Marco Caruso, economista-chefe do Banco Original
Na avaliação de Marco Caruso, economista-chefe do Banco Original, o desafio do Banco Central agora é convencer o mercado do compromisso com o controle da inflação, já que essa decisão reverbera no indicador de 2023. 

— O grande segredo desse comunicado é que o Banco Central precisa persuadir o mercado de que está totalmente comprometido em manter a inflação em patamares baixos no ano que vem — avalia, frisando que esse comunicado duro serve para conter a elevação das projeções de inflação. 

Ele diz que o mercado já absorveu a mensagem de que reduzir a inflação para a meta de 2022 teria um custo muito alto para o BC, e que é por isso que já se começa a olhar para o indicador de 2023. 

— Ele vai começar a dar um peso um pouco maior para duas coisas. Uma é que a gente pode ver uma piora em como ele qualifica o crescimento econômico para o ano que vem e para a inflação de 2023. A rodada de decisão dele hoje já está mirando a inflação de 12 a 18 meses à frente. 

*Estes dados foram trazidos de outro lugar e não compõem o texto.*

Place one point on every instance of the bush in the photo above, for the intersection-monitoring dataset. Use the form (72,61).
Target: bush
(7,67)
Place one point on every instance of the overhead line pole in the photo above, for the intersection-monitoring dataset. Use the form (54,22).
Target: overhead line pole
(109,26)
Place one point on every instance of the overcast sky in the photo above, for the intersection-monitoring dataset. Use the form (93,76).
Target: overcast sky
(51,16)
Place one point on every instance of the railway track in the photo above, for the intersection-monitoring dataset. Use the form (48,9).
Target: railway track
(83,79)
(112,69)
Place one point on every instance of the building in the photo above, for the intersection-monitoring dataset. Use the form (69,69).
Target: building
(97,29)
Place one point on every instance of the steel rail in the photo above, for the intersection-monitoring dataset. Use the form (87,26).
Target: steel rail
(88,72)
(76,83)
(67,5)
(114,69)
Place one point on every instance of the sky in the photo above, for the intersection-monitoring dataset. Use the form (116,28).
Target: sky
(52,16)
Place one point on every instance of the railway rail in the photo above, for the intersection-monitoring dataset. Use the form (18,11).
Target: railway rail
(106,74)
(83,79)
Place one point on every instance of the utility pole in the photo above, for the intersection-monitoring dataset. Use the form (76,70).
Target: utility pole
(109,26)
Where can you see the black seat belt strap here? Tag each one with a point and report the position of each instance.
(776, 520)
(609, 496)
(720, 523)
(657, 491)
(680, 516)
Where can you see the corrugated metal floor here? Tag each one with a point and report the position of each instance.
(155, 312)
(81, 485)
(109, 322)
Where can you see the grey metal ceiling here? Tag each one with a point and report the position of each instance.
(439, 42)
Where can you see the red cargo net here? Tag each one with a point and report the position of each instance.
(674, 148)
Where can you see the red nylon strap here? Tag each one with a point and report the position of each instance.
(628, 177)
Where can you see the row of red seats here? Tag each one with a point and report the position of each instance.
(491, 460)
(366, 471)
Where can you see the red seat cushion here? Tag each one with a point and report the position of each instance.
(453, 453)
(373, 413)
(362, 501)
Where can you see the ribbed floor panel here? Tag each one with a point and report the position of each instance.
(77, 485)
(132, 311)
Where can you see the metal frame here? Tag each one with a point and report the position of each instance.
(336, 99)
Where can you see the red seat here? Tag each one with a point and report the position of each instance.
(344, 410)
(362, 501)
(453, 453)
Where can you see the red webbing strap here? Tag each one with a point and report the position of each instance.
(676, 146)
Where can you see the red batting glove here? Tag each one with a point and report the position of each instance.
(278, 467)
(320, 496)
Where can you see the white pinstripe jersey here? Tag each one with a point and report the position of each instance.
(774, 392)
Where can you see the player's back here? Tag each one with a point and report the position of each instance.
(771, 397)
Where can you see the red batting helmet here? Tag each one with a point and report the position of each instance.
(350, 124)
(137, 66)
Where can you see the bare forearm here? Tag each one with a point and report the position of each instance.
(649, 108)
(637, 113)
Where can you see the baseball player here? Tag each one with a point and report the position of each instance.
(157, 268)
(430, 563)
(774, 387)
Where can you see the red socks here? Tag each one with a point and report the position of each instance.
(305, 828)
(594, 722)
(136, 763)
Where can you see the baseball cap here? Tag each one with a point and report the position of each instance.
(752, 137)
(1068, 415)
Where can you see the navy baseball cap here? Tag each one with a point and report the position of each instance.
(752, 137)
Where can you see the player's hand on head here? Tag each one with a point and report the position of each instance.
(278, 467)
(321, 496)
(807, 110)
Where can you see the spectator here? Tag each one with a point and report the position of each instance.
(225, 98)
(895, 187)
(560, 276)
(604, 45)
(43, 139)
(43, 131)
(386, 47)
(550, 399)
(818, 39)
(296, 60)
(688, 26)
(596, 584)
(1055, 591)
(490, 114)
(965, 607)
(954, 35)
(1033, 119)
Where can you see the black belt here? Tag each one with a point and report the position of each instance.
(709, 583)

Caruso reforça que a elevação de juros é o que precisa ser feito no momento para conter a elevação inflacionária, muito pressionada por uma sequência de choques diferentes na pandemia, que bagunçou os preços. 

A nova elevação da Selic praticamente retoma o patamar de 2019, e esvazia parte do discurso do governo dos juros mais baixos da história. E há uma preocupação eleitoral nisso: 

— É muito mais danoso para a popularidade estar num país de inflação alta do que juros alto. A inflação você sente direto no seu bolso, o juro é indireto.